Some counselors suggest that people like Cook, whose work options may be limited, should explore giving up perks like vacation days in return for the chance to work more flexible hours. Karsh said he often suggests clients offer to give up a week of vacation in exchange for working at home one day per week or shifting office hours to avoid rush hour traffic. Not all businesses are open to such suggestions, but it doesn't hurt to ask.
"It really depends on the company. It's best to get there, work for six months and establish yourself as a valuable contributor, and then negotiate for a more flexible schedule," Karsh said.
Jeanne Hillock, a 42-year-old software analyst, has been commuting from her Edgewater, Md., home into Washington, D.C., for years. After the birth of 20-month-old Arielle, she cut down her hours and now takes either Monday or Friday off every week.
She uses the extra hours at home to spend time with her daughter and to take care of household chores like laundry. She even manages the occasional home-cooked meal.
But the Hillocks still struggle with work-week commuting. Both Hillock and her husband, Kevin, leave home before 7 a.m. and average an hour drive each day into Washington. Kevin drops Arielle off at daycare, and Jeanne picks her up.
"I'd rather her spend an hour in the car with us than 10 hours at daycare," Jeanne said.
The plan to avoid hefty commutes is particularly difficult for workers who can't afford to live in the large cities where they work. Many bear lengthy commutes from suburban neighborhoods so they can afford a home or apartment.
"We talk about moving all the time, but we couldn't afford to move into D.C. because the housing market is so crazy," Hillock said.
Even for established professionals, the lure of bigger paychecks and the chance to advance are usually the dominant factors in career decisions. JobBound's Karsh notes that before making a final decision on a new position far from home, a job seeker should evaluate whether his or her personality and lifestyle is suitable to a long commute.
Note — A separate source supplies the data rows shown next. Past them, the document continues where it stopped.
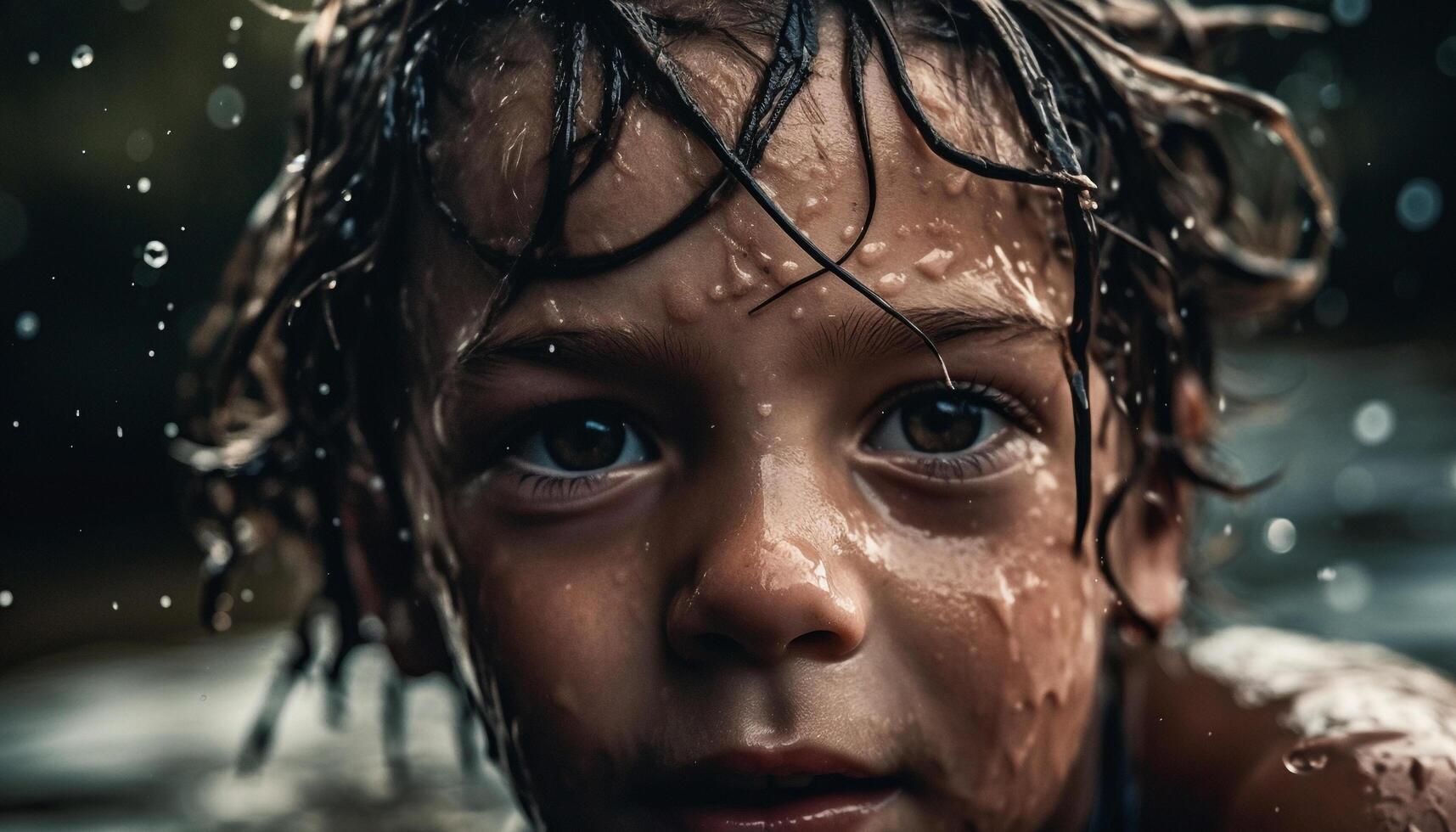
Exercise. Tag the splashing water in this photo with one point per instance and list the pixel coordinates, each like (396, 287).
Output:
(1305, 761)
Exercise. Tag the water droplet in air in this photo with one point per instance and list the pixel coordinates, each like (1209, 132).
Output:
(224, 107)
(155, 254)
(1348, 589)
(1280, 535)
(1419, 207)
(26, 325)
(1350, 12)
(1374, 423)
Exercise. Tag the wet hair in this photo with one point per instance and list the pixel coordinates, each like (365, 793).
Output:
(1172, 226)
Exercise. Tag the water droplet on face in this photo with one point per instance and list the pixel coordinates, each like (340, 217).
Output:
(26, 325)
(1280, 535)
(682, 302)
(224, 107)
(155, 254)
(869, 254)
(1303, 761)
(891, 283)
(1374, 423)
(785, 272)
(935, 262)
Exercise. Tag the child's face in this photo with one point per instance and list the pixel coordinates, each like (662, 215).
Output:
(720, 547)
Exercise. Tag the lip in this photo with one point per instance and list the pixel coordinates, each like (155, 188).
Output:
(771, 790)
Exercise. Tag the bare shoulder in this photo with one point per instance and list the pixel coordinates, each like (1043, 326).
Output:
(1317, 734)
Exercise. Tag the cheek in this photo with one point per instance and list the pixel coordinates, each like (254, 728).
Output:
(1005, 636)
(565, 616)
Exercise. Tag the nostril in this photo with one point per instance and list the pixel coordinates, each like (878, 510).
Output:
(822, 643)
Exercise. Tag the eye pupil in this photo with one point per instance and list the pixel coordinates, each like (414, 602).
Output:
(941, 423)
(584, 443)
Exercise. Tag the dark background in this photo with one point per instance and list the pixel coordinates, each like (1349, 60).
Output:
(87, 502)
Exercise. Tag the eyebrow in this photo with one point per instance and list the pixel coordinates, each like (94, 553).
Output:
(861, 335)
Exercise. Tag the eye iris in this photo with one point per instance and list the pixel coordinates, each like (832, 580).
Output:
(584, 443)
(941, 424)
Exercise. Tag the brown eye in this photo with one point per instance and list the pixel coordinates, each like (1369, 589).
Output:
(584, 443)
(936, 423)
(941, 423)
(582, 439)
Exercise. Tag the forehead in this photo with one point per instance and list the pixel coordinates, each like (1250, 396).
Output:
(940, 236)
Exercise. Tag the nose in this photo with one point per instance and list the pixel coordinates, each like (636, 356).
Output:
(776, 585)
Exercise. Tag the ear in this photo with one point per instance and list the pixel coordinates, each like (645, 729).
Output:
(1152, 529)
(382, 570)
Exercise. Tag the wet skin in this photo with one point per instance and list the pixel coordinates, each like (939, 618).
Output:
(694, 549)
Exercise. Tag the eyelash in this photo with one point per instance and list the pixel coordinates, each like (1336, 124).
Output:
(555, 487)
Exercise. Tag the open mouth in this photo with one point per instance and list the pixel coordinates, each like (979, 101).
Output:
(801, 801)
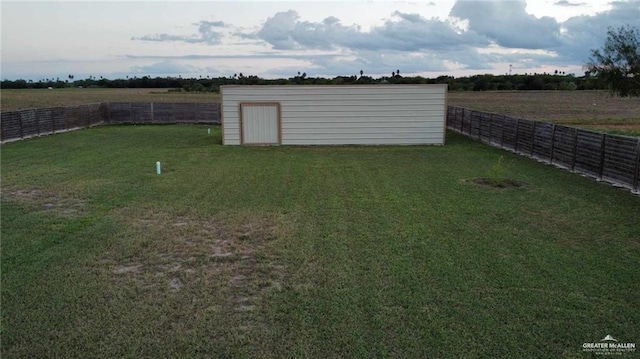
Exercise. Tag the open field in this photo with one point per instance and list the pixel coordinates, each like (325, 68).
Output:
(596, 110)
(588, 109)
(22, 99)
(312, 252)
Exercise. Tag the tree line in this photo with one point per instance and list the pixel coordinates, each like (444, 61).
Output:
(486, 82)
(616, 67)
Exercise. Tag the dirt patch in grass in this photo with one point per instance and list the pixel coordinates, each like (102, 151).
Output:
(486, 182)
(228, 266)
(46, 201)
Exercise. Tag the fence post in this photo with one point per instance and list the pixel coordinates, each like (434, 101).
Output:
(533, 139)
(479, 125)
(504, 121)
(64, 117)
(490, 127)
(636, 180)
(517, 134)
(603, 142)
(574, 154)
(553, 144)
(21, 129)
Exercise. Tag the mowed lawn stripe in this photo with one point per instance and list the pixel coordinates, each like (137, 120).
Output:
(305, 251)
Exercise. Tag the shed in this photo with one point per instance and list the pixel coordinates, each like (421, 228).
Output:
(333, 114)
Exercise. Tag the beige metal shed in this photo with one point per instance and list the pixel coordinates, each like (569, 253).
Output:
(333, 115)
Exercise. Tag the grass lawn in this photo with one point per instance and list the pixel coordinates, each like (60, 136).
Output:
(38, 98)
(318, 252)
(595, 110)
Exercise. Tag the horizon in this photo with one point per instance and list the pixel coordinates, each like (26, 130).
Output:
(460, 38)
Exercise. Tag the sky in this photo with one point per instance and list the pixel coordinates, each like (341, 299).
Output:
(116, 39)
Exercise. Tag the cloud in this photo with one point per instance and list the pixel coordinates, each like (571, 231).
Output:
(165, 67)
(206, 34)
(508, 24)
(403, 32)
(568, 3)
(585, 33)
(491, 33)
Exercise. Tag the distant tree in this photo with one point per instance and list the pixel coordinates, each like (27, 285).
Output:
(617, 64)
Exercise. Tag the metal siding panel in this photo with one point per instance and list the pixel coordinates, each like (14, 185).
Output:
(394, 114)
(260, 124)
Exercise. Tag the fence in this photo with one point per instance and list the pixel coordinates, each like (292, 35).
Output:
(605, 157)
(16, 125)
(21, 124)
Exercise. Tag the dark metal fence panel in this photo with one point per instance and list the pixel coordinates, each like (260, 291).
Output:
(163, 113)
(141, 112)
(526, 131)
(619, 164)
(542, 141)
(15, 125)
(564, 146)
(10, 125)
(510, 137)
(589, 152)
(611, 158)
(119, 112)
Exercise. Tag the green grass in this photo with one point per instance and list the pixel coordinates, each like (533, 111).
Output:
(305, 251)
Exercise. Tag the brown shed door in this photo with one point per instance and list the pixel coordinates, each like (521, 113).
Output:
(260, 123)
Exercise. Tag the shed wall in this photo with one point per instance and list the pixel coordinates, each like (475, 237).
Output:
(339, 115)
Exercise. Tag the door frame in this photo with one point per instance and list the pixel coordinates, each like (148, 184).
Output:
(279, 122)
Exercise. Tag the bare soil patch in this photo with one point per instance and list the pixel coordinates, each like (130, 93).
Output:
(486, 182)
(46, 201)
(224, 266)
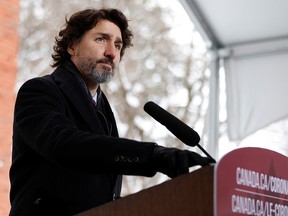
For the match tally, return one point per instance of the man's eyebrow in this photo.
(107, 35)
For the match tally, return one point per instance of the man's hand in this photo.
(174, 162)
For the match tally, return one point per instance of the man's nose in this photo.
(110, 51)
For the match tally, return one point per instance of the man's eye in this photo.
(118, 46)
(100, 40)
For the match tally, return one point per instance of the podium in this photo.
(246, 181)
(189, 194)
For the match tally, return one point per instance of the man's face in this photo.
(97, 54)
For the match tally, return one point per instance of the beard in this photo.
(95, 73)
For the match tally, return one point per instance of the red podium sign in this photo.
(251, 181)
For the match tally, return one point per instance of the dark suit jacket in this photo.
(67, 156)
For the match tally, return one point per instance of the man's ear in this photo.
(71, 49)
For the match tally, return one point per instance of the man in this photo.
(67, 156)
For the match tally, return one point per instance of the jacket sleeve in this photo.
(42, 123)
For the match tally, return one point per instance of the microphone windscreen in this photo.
(182, 131)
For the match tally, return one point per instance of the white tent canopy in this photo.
(252, 38)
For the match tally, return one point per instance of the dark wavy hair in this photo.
(81, 22)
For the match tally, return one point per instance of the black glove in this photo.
(174, 162)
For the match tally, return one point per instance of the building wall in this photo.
(9, 42)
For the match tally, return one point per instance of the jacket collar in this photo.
(71, 82)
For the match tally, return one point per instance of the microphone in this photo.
(182, 131)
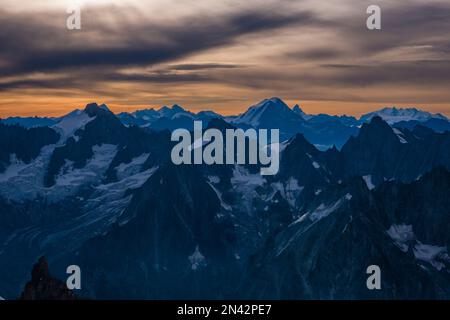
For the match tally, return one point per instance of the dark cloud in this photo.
(204, 66)
(36, 46)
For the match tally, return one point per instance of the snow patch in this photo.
(197, 259)
(128, 169)
(369, 183)
(431, 254)
(401, 235)
(400, 136)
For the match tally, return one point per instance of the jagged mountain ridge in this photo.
(117, 207)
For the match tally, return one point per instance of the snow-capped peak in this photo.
(254, 114)
(393, 115)
(71, 122)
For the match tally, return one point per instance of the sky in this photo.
(224, 55)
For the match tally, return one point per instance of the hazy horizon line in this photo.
(130, 110)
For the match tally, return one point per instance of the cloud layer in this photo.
(224, 55)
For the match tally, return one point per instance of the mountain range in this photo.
(322, 130)
(99, 190)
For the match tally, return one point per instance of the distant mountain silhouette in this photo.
(95, 191)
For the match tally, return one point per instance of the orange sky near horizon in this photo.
(50, 108)
(233, 54)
"I really think there are two types of people -- some people can grin and bear it, and some really can't," Karsh said.
The key, counselors say, is to go into the situation with open eyes. People should work hard to determine how big a factor a long commute might be. While some people use their time in the car or on a bus or train to unwind or plan their day, the strain of limited personal time coupled with the often stressful commuter traffic is not always a good idea.
"You have to be happy in your work and everything involved in the job. That includes the work itself, the people, the commute time -- all of it is important. If there's one component that makes you miserable, no matter what that component is, it can really become a big problem," Karsh said.